While business and political leaders within San Francisco continue to express optimism that the technology industry will keep growing and filling all the new office space we can build — there’s even talk in the business community about overturning Prop. M, the 1985 measure that placed limits on new office construction — the rest of the world seems more concerned that the latest tech bubble could pop.
That would hit San Francisco — where 13 percent of private sector jobs are in the tech/information sector, giving just this city more job growth since 2007 than all but three entire US states — harder than other single city in the world. San Francisco Controller’s Office has repeatedly warned how vulnerable we are to significant drop in tech valuation, even though it has also predicted that this time is different and things seem fine for the foreseeable future.

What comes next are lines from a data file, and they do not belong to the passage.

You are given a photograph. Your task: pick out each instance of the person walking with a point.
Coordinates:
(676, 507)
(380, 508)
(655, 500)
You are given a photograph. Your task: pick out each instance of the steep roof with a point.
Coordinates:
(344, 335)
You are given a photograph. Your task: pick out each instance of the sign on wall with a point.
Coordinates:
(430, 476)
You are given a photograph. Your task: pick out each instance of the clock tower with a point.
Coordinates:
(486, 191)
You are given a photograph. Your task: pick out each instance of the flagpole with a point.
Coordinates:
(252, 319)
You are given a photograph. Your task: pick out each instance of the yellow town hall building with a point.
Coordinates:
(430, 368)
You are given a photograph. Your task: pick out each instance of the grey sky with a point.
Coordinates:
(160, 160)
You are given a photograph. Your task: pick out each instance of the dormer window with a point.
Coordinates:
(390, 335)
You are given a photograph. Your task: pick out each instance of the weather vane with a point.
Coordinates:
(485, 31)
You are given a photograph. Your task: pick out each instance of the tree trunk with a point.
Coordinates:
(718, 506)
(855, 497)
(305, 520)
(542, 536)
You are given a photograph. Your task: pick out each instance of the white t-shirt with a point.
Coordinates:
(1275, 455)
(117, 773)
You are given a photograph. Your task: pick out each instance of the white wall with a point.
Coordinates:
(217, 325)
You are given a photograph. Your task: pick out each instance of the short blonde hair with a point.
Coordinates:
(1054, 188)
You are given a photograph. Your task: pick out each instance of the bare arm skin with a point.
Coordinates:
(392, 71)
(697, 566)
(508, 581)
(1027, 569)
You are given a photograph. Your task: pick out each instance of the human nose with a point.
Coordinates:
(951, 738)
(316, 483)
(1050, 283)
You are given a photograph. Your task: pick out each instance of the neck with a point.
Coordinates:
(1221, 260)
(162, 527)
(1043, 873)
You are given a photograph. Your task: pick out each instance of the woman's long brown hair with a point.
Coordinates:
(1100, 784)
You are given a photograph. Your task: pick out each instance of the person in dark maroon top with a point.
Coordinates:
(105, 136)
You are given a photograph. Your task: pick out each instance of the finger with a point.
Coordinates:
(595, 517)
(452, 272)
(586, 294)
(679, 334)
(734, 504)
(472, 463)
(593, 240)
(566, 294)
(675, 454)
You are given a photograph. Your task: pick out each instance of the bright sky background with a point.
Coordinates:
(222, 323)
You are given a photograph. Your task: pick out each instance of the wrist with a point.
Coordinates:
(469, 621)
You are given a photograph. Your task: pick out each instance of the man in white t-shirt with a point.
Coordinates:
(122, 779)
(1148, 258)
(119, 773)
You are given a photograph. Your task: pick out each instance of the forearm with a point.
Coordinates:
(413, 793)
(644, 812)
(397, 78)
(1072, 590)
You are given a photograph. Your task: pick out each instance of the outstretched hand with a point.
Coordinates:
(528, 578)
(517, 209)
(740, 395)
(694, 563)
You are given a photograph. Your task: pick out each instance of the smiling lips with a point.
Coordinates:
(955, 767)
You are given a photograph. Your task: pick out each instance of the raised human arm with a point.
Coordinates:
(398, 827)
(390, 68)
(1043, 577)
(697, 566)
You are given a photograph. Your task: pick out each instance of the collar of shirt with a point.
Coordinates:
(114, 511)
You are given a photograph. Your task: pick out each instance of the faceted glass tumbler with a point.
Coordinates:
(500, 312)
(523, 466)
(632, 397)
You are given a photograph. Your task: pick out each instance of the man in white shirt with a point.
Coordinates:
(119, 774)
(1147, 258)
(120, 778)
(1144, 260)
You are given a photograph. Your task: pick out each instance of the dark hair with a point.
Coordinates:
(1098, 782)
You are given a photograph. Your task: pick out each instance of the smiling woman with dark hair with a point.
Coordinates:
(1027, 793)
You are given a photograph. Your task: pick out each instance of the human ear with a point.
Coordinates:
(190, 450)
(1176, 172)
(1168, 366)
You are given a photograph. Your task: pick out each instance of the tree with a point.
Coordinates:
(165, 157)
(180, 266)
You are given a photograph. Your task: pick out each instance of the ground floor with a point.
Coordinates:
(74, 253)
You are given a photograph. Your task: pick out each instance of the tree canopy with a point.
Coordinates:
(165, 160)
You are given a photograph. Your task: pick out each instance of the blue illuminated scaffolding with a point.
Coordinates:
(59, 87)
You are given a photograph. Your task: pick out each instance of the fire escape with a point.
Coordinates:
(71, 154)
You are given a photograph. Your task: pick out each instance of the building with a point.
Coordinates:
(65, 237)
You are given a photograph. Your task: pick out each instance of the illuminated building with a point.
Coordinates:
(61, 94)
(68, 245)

But with indicators such as Twitter’s rapidly tanking stock, the irrational exhuberance of Google and Facebook paying billions for companies with big ideas but no real business model, and total venture capital investments surpassing levels from the last dot.com crash, San Francisco could be in big trouble.
The May 2 issue of the San Francisco Business Times opens with an article about Ken Rosen, the chairman of UC Berkelely’s Fisher Center and someone who predicted the last dot.com crash when most other analysts throught the party would never end, predicting that half of the tech companies out there will fail in the next two-three years (and that was before Twitter stock fell by 18 percent just today).
“When you’re leasing to these companies, you have to remember half of them are going to go out of business,” Rosen told a gathering of real estate professionals on April 28, according to the Business Times.
Meanwhile, while tech-loving San Franciscans continue to party like it’s 1999, San Francisco city government is still facing big budget deficits because tax-cutting city officials have failed to capture our share of the wealth. And if much of that wealth evaporates, like it did last time, both the overall economic and city finances could take a deep and painful hit.
But hey, at least maybe rents would come down.